God Is The Subject & Main Character Of The Story
This morning I found myself overwhelmed at the significance of grace in the story of God & his relationship with creation. While reading scripture I find myself pondering, what makes the stories of the bible stand out as any different from any other sacred text? What has become revealing to me is the overwhelming truth that the biblical story is not about humanity & the freedom or bondages to personal rights we claim to. It is a grand story about God & the divine work of redemption he is orchestrating through his relationship with creation & humanity.

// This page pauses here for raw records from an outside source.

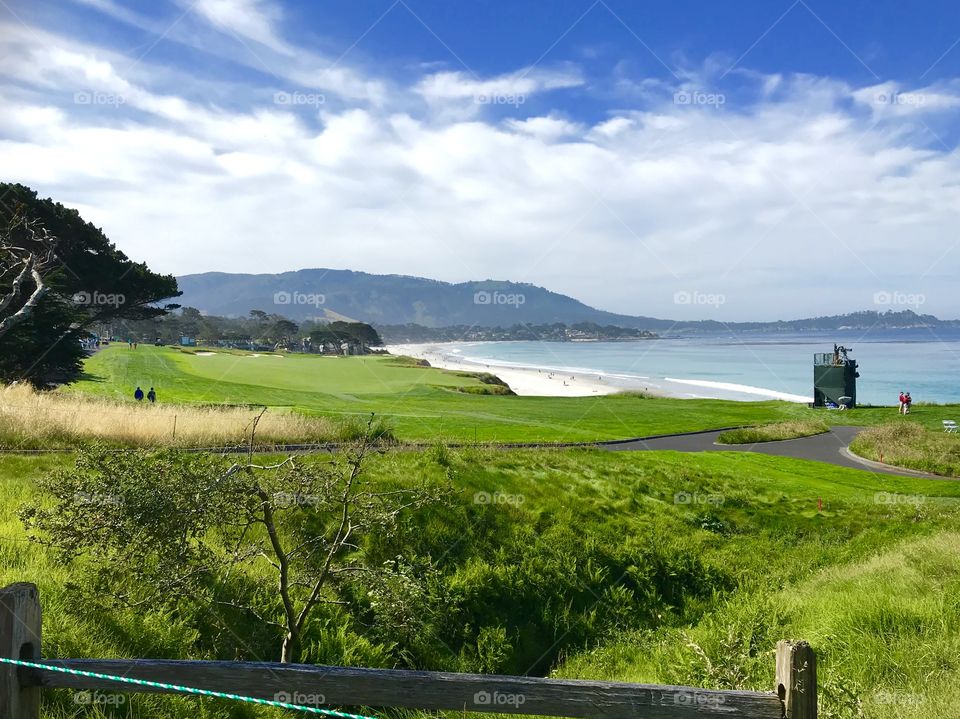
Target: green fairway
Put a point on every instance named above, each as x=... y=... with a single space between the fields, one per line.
x=423 y=403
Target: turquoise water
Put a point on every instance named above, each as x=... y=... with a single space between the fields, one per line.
x=752 y=365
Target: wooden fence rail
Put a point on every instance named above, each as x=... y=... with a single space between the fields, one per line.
x=794 y=696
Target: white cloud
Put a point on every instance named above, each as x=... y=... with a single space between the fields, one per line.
x=250 y=19
x=547 y=128
x=522 y=83
x=798 y=204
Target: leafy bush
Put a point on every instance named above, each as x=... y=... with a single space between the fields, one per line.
x=773 y=432
x=908 y=444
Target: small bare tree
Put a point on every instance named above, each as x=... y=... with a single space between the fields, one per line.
x=27 y=254
x=273 y=541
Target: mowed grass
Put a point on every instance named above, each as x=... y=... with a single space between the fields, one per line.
x=423 y=403
x=45 y=420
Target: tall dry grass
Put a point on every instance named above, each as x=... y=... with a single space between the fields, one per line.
x=43 y=420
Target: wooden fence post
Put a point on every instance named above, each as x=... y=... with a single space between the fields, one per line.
x=797 y=679
x=19 y=639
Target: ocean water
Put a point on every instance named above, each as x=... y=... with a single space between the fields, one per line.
x=750 y=366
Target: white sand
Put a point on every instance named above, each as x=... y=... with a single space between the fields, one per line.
x=525 y=381
x=534 y=382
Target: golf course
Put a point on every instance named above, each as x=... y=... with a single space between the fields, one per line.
x=655 y=566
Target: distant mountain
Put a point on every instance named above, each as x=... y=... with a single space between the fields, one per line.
x=402 y=300
x=388 y=299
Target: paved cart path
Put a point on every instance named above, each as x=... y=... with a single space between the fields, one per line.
x=830 y=447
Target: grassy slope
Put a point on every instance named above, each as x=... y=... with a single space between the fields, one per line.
x=885 y=629
x=422 y=402
x=749 y=520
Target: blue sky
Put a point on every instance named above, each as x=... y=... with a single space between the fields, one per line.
x=731 y=160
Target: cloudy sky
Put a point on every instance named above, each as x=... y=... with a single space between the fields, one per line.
x=761 y=159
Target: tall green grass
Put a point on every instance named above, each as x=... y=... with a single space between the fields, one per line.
x=905 y=444
x=547 y=554
x=774 y=432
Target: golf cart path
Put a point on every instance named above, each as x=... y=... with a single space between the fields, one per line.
x=831 y=447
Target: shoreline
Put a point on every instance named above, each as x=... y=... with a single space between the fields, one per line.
x=545 y=381
x=524 y=381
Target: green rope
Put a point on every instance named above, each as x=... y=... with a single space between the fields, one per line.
x=183 y=689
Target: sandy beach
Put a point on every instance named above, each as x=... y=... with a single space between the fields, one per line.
x=525 y=381
x=554 y=382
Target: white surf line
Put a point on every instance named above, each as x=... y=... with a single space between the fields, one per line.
x=742 y=388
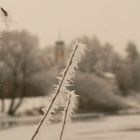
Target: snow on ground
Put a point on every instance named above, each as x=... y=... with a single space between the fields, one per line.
x=108 y=128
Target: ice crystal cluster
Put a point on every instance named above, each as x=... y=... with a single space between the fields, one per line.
x=62 y=96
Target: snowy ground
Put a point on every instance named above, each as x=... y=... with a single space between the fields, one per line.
x=108 y=128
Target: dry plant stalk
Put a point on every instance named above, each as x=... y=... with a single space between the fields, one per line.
x=69 y=109
x=64 y=81
x=65 y=117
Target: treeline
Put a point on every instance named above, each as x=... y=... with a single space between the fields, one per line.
x=103 y=79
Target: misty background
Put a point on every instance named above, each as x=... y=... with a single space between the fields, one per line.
x=35 y=44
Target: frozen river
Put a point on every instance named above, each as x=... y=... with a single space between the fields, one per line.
x=107 y=128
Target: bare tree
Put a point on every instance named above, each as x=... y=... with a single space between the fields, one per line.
x=20 y=55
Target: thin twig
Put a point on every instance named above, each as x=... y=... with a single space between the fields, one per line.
x=56 y=94
x=65 y=117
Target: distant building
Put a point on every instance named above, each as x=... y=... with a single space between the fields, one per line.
x=60 y=53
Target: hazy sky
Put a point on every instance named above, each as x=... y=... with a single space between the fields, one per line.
x=116 y=21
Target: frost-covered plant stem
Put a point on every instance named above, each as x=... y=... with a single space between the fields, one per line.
x=56 y=94
x=65 y=117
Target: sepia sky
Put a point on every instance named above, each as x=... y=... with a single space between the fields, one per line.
x=116 y=21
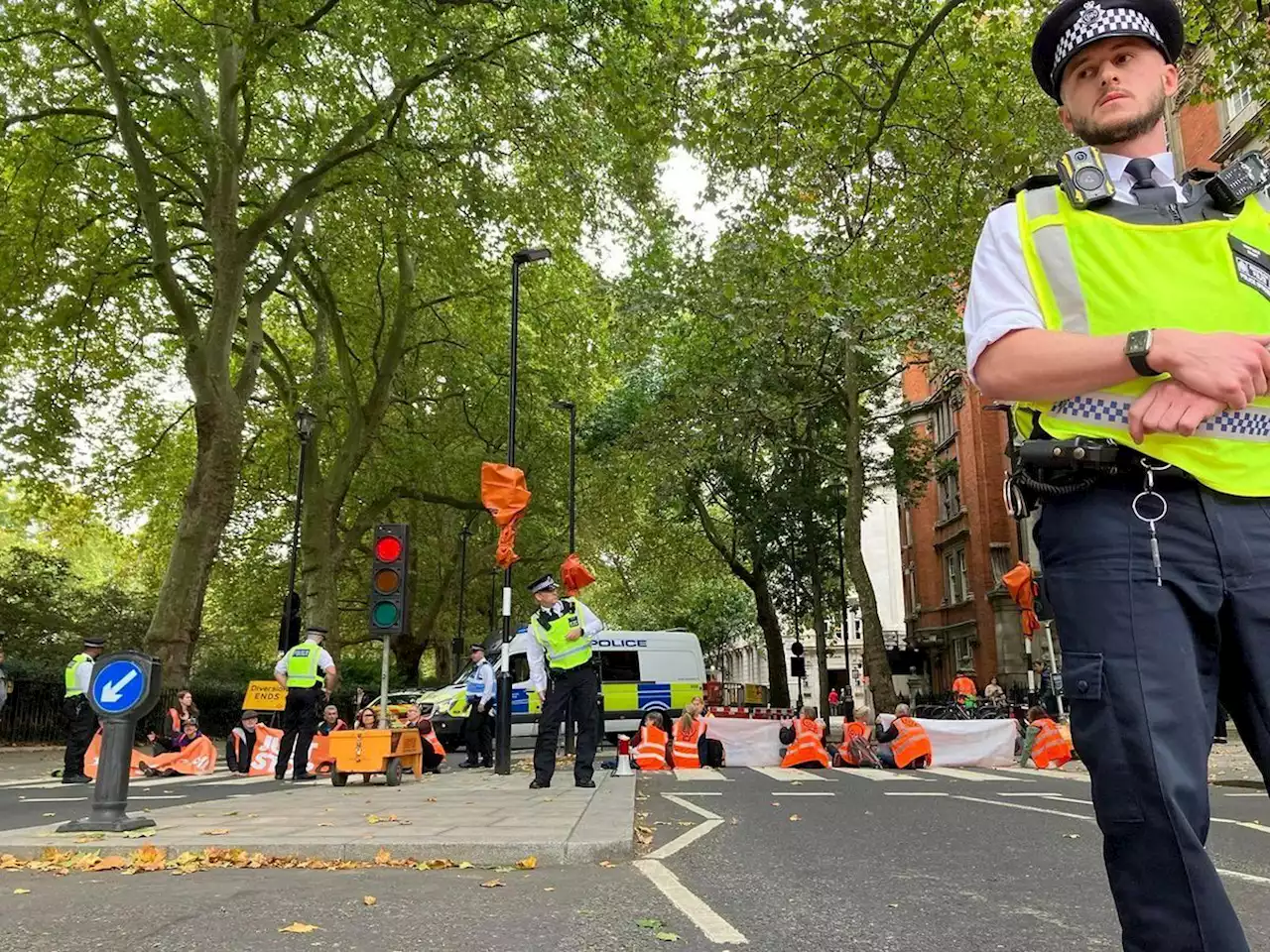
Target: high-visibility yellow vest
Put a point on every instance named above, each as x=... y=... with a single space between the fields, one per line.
x=71 y=689
x=1103 y=272
x=562 y=653
x=303 y=664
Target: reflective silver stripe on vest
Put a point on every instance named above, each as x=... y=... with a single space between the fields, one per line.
x=1112 y=411
x=1056 y=259
x=568 y=653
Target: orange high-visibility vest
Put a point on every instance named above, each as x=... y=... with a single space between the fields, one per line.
x=1051 y=747
x=651 y=751
x=911 y=744
x=807 y=747
x=686 y=753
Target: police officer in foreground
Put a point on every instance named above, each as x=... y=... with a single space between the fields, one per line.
x=561 y=636
x=480 y=690
x=80 y=720
x=1125 y=312
x=309 y=675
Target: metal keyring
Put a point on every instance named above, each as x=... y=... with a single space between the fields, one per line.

Often, I think we can become lost in the focuses of our own mission & agenda; thinking we are to save the world, environment, church, government, or nation. You really could insert any ideological pursuit; including yourself. But, when we recognize that no real amount of singular effort, from yourself or any other, can truly make an eternal change to our world. The real change maker, the one person who can speak into this world & forever change it, is God.
When we realize that the biblical story is not about us & that it is about God & his relational purposes with creation & humanity, we can begin to ask the real questions of who he is & explore our authentic connections we have with him.
I recently read a tweet that was quoting Gerald May. It said, "To be a contemplative is NOT to be a special kind of person...it is simply trying to face life in a truly undefended and open-eyed way." While the dangers of heresy can keep us in the fear of others judging us hypocritically, asking the deeper questions of our soul that bring healthy transformation, wholistic human renewal, & authentic revelations to God’s true identity in our life must override our social acceptances & centralize our purposes in being. God is not just the subject of the biblical story; he is the subject of OUR story.
It Is A Work Of Art
A few years ago, I wrote a post as an ‘Experimental Narrative To Ephesians 4’. It depicted the text as a work of art, a masterpiece that became something more than just the canvas it was painted on. I finished the post saying:
The bible is a collection of truly amazing stories; a masterpiece in itself. But the grand story of God’s relationship with his creation & love for humanity is still being told today. The work of redemption & restoration is still not yet finished. As Paul wrote to his young friend Timothy, “All scripture is God breathed…”, it is exhaled, organic, & cast out over all creation to bring newness to life & creative experiences that find infinite avenues to expression.
So why not join the palette?! Why not begin reading the bible in a new light; one that dwells in the story, sees through the beauty of contexts & culture, & embraces the real living artist behind it all. Become part of the masterpiece as God paints his story through the brushstrokes & paint colours of your life!